I have been attending the Tax Forum in Canberra for the past two days. I made a submission to this Forum on congestion pricing on roads and I made a presentation based on this submission in the Environmental and Social Taxes session. To be honest this was the only session at the Forum where I had expertise. I must say too I was disappointed with the session. Many wrong views (particularly from the ACTU/AWU) were presented and, because there were many participants who wished to talk, these erroneous views were left unrefuted and the discussion was relatively diffuse. Paul Howes, National Secretary of the AWU, thought that a binding case against congestion taxes was that they were regressive. Of course, so too are taxes on cigarettes, booze, carbon, gambling, fat etc etc. The standard counterargument is that one should not evaluate the equity implications of particular environmental or social taxes but at the impact of the overall tax/transfer mix. This is a crucial – and well-recognised point – because these individual taxes have revenue implications. Indeed all redistributive objectives can be carried out by means of the income tax.

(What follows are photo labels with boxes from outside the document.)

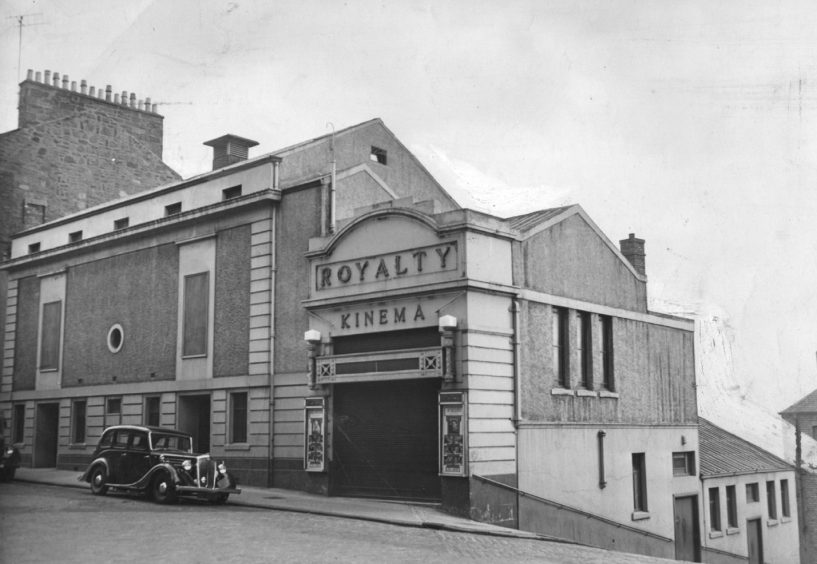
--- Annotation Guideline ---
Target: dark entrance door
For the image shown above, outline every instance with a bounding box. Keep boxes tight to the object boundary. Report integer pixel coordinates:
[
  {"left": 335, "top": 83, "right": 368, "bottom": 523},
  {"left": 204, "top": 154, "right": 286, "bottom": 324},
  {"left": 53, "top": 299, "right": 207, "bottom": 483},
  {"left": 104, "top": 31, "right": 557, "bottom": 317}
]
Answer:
[
  {"left": 332, "top": 379, "right": 440, "bottom": 501},
  {"left": 675, "top": 495, "right": 701, "bottom": 562},
  {"left": 179, "top": 394, "right": 210, "bottom": 453},
  {"left": 746, "top": 519, "right": 763, "bottom": 564},
  {"left": 34, "top": 403, "right": 60, "bottom": 468}
]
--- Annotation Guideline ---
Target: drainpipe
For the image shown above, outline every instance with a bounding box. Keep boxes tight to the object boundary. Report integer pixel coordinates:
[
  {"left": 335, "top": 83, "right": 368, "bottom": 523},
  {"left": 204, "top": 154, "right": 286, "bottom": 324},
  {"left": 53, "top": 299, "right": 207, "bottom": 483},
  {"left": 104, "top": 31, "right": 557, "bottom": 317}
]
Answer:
[
  {"left": 267, "top": 162, "right": 280, "bottom": 486},
  {"left": 511, "top": 299, "right": 522, "bottom": 427}
]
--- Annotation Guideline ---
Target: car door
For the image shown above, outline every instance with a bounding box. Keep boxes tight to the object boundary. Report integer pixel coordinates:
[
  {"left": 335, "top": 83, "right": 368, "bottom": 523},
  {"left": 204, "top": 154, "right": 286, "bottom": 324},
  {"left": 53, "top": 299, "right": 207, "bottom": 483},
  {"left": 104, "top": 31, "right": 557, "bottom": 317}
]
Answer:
[{"left": 122, "top": 431, "right": 150, "bottom": 484}]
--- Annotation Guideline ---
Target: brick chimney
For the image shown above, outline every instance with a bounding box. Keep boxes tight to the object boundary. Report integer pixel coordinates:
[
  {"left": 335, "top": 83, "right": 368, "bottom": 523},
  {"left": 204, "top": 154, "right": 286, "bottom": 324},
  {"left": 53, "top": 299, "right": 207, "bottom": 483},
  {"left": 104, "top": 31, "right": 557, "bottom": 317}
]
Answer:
[
  {"left": 618, "top": 233, "right": 647, "bottom": 276},
  {"left": 204, "top": 133, "right": 258, "bottom": 170}
]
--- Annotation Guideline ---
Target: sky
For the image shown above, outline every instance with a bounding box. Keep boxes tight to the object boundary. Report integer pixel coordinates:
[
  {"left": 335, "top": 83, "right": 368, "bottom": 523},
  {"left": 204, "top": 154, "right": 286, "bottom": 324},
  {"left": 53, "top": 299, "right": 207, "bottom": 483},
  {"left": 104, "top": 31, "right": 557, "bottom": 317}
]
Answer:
[{"left": 0, "top": 0, "right": 817, "bottom": 460}]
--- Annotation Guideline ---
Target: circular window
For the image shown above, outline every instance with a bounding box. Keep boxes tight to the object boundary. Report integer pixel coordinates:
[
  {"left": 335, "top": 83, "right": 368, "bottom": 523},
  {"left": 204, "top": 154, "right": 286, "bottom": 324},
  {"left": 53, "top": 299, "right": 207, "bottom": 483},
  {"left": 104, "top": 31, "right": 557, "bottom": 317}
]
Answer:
[{"left": 108, "top": 323, "right": 125, "bottom": 353}]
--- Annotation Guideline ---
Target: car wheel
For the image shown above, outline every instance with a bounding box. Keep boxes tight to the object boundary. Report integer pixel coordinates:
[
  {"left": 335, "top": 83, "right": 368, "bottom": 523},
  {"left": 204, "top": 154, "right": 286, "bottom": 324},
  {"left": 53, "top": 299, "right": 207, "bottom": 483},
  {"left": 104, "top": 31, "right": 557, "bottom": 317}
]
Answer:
[
  {"left": 91, "top": 466, "right": 108, "bottom": 495},
  {"left": 150, "top": 472, "right": 176, "bottom": 503}
]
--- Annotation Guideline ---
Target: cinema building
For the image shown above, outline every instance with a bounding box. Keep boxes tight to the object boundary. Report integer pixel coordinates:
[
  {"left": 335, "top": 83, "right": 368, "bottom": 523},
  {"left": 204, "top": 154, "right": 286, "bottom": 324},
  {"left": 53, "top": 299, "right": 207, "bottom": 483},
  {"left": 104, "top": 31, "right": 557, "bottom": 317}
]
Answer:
[{"left": 0, "top": 120, "right": 701, "bottom": 559}]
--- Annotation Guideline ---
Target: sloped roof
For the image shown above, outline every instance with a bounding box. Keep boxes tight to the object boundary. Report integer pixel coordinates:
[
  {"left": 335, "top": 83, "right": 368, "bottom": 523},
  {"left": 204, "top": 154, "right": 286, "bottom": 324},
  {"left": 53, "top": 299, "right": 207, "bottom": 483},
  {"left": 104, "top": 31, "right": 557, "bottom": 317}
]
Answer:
[
  {"left": 698, "top": 417, "right": 794, "bottom": 478},
  {"left": 507, "top": 206, "right": 573, "bottom": 231},
  {"left": 780, "top": 390, "right": 817, "bottom": 416}
]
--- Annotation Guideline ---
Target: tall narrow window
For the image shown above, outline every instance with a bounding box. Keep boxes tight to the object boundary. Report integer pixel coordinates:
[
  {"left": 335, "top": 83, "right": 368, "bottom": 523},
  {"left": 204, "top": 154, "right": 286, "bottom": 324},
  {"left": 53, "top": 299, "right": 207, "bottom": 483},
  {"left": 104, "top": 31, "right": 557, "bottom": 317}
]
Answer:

Generally I found the trade union representatives at this meeting were among the least interesting of the various groups who attended. I couldn’t work out if they were intrinsically stupid or just outlining a preconceived union viewpoint in bad faith -certainly they were not engaging with those who showed their views were wrong. A number of other attendees of various political persuasions made the same observation. I recalled with sadness the reasons I abandoned Labor in the mid- 1970s. These unionists embodied a kind of bullying stupidity that must constrain the Labor Party and Australian politics.
The other sessions on corporate taxes, state taxes, personal taxes and tax administration were much more interesting to me because they introduced me to broader areas where I had less expertise. Again the union representatives did not distinguish themselves either in terms of intelligence or good faith. They are a bunch of reactionaries. On corporate taxes these representatives did not seem to understand the idea of effective tax incidence. Almost everyone in public finance agree that in an open economy with freely mobile capital that the corporate income tax falls primarily on labour creating a case – from the viewpoint of labour – for cutting corporate taxes to levels comparable to those of our major trading partners to increase investment and drive up labour productivities and hence wages. The ACTU dinosaurs saw arguments for cutting the corporate tax rate as a move that disadvantaged labour by giving a greater fraction of income to profits. They refused to even engage with the alternative consensus scientific view. These unionistss act in ways that disadvantage Australia and their own members.
The discussions on state taxes covered the standard disasterously inefficient state taxes such as stamp duties, taxes on insurance charges and mining royalties. The questionable status of payroll taxes – are they in the main analogous to income or consumption taxes? – was also raised. Good session.
My negative comments on the unions are part of a general issue of the role of uninformed public discussion in complex debates on public policy. Of course some weight must be given to public discussions for strategic reasons but perhaps there is the need to provide information to the various groups before discussion occurs.
Did I waste two days on a talk-fest? No, not at all. I know from long-term experience that arguing for efficiency-based economic reforms is a long-term project. But at this meeting I got the impression that efficiency-based reforms also have to be formulated in a way that cannot be demonised by deadheads and ideologues. I also think that the deadheads themselves need to understand a little bit about public policy issues before they spin their homespun views. Finally I got some good publicity in the press and on TV on the case for congestion charging. It helps to keep an important issue on the agenda.